They differ from interpersonal communication technologies, such as the telephone, which provide one-to-one communication.
I would include advertising and public relations in a list of mass-media-related professions. Both old and new media described here are media used by advertisers and public relations professionals to reach out to large groups of people.
Advertising is a profession that makes use of mass communication systems to persuade an audience — whether readers, listeners or viewers — to take some action on products, ideas or services. For instance, purchasing a product would be an action.
Advertising usually asserts the name of a product or service and tells potential consumers how that product or service could benefit them. Advertisers define a target market — a specific group of people — and attempt to persuade those people to purchase or to consume a particular product
A brand name is the identity of a specific product, service or company. A brand might be a name, sign, symbol,color combination or slogan. A brand name can be protected legally by a trademark.
Advertising communicates an idea to convince people to take a certain action. For instance, advertising can be used to encourage environmentally-friendly behavior. On the other hand, it also can be used to encourage use of unhealthy products, such as over-consumption of high-calorie foods, or unhealthy couch-potato behaviors with a loss of exercise.
The rise of mass production at the end of the 19th century brought us modern advertising. Today, advertisers try to get mass audiences to consume more of products or services by convincing people of the good qualities of their products.
An advertising agency places persuasive messages in media on behalf of a for-profit company, non-profit organization or government body.
There are non-commercial advertisers that spend money to promote ideas. They include political parties, interest groups, religious organizations and governmental agencies.
More than US$150 billion are spent on advertising each year.
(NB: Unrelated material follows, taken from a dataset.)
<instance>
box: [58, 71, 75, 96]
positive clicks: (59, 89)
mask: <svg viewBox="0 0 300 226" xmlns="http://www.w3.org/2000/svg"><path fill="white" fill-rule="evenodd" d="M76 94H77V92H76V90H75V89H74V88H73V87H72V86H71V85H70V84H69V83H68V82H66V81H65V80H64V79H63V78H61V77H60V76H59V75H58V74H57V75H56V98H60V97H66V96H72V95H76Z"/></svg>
Around the world, the total is nearly US$400 billion.
Public relations also is a profession that uses mass communication to persuade an audience — whether readers, listeners or viewers — to take some action on products, ideas or services.
Where advertisers pay to place their messages in media, public relations professionals use unpaid means to gain free placement in media.
Public relations, or simply PR, uses free media to build and maintain the public images of people, organizations, programs and products. Just about any organization that has a stake in how it is portrayed to the public engages in some amount of public relations.
PR has been called, “the art and social science of analyzing trends, predicting their consequences, counseling organizational leaders, and implementing planned programs of action, which will serve both the organization and the public interest.”
PR professionals build relationships to establish rapport with publics. PR can be used to build rapport with employees, customers, investors, voters or the general public. It really, PR is the practice of managing communication between an organization and its publics.
Publics can be internal and external stakeholders. They are target audiences among an organization’s customers and others in the external world, as well as its internal family.
PR professionals work to shape those messages that provide communication, community relations, crisis management, customer relations, product images, employee relations, government affairs, industry relations, financial profiles, investor relations, media relations, mediation, publicity, speech-writing, and visitor relations.
Public relations provides an individual or organization with exposure by using news items or other topics of public interest that provide a third-party endorsement.
Some common PR activities are speaking at conferences, working with the media, crisis communications, social media engagement, and employee communication.
Non-profit organizations, in particular, need to rely on free modes of persuasion, such as a broadcast public service announcement.